Julien Odoul se retrouve une nouvelle fois au centre d’une polémique sur des propos visant les personnes issues de l’immigration. SOS Racisme a porté plainte contre le député de l’Yonne et porte parole du Rassemblement national pour provocation à la haine et injures publiques, après des déclarations prononcées le 12 mars lors d’une réunion publique organisée à Pau dans le cadre des municipales. L’information, révélée par StreetPress, a été confirmée par l’AFP.
Dans un enregistrement audio diffusé par le média d’investigation, l’élu RN affirme qu’une femme aurait « plus de chances de se faire agresser par Mamadou que par Kévin ou Mattéo ». Pour SOS Racisme, cette formule associe un prénom perçu comme africain à une menace criminelle et relève d’une stigmatisation raciale.

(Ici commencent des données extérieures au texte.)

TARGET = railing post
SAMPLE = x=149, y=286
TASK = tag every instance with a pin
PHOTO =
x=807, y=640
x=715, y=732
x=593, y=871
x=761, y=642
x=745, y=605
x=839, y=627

Une plainte qui vise des propos tenus en réunion publique
La plainte intervient dans un contexte politique déjà tendu autour du discours sécuritaire du Rassemblement national. Lors de cette réunion à Pau, Julien Odoul entendait dénoncer l’insécurité et défendre les propositions de son parti sur l’immigration, thème central de la stratégie municipale du RN.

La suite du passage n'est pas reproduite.